P. Planeri, Cuv. Reg. An. torn. II. p. 404. Nilss. Prod. Ichth. Scand. p. 122. Lampetra parva et fluviatilis, Will. Hist. Pise. p. 104. tab. G. 2. f. 1.?


From eight to ten inches.


Differs from the P. fluviatilis, principally in having the two dorsals contiguous, or with only a very small space between: the first commences at about, or a little before, the middle of the entire length; the second at exactly two-thirds of the same: the vent is, relatively, a little further from the extremity of the tail; the body is also somewhat thicker in proportion to its length. In all other respects, including colours, armature of the mouth, etc, the two species are identical.

This species is evidently the P. Planeri of Cuvier and Nilsson, but not of Bloch and Blainville. That of Bloch, Cuvier thinks is only the young of P. fluviatilis. It is probably also the species described by Willughby under the name of Lampetra parva, in which he expressly speaks of the two dorsals being contiguous. Willughby, however, erroneously considered it as the Pride of Plot, a circumstance which has led to some little confusion in the works of later authors with respect to the synonyms of this last fish. Whether the P. Planeri be common in this country I am not aware. My specimens were given to me by Mr. Yarrell, who obtained them from a brook in Surrey. The same gentleman has since received it from the Tweed.

(47). P. Jurce, Mac Cull

West. Isl. vol. ii. pp. 186, 187. pl. 29. f. 1.
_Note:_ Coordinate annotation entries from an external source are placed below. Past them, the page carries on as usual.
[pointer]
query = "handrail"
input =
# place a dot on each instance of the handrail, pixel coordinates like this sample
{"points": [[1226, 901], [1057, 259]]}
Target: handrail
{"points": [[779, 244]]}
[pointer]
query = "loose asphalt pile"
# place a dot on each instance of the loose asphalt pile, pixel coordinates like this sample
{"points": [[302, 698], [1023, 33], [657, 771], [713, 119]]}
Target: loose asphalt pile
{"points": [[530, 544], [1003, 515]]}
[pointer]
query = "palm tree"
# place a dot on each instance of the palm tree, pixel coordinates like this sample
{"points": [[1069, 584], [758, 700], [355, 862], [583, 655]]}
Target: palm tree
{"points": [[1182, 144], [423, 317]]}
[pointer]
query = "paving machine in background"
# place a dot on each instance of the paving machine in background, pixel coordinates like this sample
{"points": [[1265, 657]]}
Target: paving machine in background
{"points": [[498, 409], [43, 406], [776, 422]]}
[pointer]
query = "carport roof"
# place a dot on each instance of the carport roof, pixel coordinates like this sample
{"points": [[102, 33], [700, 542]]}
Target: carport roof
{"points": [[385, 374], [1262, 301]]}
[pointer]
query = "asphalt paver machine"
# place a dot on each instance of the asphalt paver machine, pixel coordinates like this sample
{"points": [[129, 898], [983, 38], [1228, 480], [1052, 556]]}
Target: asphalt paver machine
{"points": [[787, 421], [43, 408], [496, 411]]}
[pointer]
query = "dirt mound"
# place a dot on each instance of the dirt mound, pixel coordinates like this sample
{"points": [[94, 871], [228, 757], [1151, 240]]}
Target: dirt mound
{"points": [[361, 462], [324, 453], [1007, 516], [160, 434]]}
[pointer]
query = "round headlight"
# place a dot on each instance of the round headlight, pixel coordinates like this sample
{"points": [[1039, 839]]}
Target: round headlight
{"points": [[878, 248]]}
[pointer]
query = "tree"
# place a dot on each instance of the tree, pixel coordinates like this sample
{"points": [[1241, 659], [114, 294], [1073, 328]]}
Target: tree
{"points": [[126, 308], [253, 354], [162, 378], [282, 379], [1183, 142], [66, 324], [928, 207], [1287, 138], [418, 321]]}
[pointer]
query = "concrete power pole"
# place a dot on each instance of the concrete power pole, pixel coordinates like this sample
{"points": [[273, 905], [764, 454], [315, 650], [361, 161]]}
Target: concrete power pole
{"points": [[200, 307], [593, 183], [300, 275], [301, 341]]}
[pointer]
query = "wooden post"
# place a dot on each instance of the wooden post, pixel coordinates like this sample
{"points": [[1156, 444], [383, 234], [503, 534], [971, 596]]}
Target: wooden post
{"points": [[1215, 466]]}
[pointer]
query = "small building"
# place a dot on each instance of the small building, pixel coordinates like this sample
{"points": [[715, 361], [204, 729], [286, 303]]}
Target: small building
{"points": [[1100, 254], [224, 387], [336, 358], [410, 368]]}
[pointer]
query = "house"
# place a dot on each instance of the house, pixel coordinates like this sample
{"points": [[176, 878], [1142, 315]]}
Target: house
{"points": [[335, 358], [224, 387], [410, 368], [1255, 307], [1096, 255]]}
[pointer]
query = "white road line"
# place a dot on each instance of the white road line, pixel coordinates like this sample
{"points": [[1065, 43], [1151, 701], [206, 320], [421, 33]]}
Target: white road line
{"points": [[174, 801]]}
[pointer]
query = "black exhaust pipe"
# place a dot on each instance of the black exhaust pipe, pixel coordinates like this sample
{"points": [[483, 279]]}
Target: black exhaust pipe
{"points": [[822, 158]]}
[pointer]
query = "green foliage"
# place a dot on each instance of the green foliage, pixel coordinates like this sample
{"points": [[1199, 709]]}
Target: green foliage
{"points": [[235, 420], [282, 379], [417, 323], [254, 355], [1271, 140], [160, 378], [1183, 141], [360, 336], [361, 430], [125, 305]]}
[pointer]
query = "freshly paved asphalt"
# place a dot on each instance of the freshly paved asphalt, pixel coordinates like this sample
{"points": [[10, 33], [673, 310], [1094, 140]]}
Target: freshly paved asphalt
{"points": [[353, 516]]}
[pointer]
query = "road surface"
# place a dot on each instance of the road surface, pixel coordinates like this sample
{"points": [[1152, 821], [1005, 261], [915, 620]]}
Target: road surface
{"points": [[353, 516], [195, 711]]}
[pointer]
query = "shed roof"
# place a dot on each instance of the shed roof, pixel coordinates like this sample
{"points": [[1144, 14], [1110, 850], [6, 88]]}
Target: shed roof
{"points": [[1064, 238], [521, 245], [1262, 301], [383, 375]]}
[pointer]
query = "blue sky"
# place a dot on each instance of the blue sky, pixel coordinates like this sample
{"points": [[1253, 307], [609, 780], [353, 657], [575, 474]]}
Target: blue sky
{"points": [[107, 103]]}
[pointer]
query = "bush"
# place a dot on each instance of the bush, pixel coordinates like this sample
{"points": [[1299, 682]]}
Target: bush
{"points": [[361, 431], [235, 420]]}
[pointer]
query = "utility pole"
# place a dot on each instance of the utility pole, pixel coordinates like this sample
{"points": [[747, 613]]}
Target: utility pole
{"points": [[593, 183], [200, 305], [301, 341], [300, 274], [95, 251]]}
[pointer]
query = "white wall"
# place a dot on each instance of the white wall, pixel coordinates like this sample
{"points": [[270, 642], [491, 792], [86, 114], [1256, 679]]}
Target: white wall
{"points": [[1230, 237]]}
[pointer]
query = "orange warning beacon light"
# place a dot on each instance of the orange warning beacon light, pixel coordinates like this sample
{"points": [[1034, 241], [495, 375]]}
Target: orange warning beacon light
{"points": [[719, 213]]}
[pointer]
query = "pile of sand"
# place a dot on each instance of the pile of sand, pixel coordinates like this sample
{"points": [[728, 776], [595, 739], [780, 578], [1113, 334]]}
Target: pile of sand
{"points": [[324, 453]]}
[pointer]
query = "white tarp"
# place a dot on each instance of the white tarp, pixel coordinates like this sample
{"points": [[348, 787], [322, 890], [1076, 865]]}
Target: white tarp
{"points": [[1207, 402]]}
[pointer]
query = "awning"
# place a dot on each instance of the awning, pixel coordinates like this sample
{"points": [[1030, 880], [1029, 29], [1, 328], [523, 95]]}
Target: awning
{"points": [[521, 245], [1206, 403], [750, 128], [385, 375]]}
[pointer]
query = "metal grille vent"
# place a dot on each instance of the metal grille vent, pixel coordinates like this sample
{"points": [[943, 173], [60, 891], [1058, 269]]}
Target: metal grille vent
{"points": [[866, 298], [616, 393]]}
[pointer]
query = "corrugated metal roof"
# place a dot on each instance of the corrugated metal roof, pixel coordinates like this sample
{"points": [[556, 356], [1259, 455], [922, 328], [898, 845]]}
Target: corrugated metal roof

Under the above name, Dr. Mac Culloch has described a species of Petromyzon, which he considers distinct from those hitherto noticed by naturalists. He observes that " in size it approaches to the P. fluviatilis, which it also resembles in the proportion and disposition of the fins; but that it differs materially in the absence of the annuli, in the greater number of the teeth, and in the number and forms of the bony bodies which surround the opening of the throat." This fish was found adhering to the back of a gray gurnard on the Eastern shore of Jura: the specimen was not preserved. Dr. Fleming does not seem to allow that it is specifically different from the P. fluviatilis*, an opinion in which I feel inclined to join.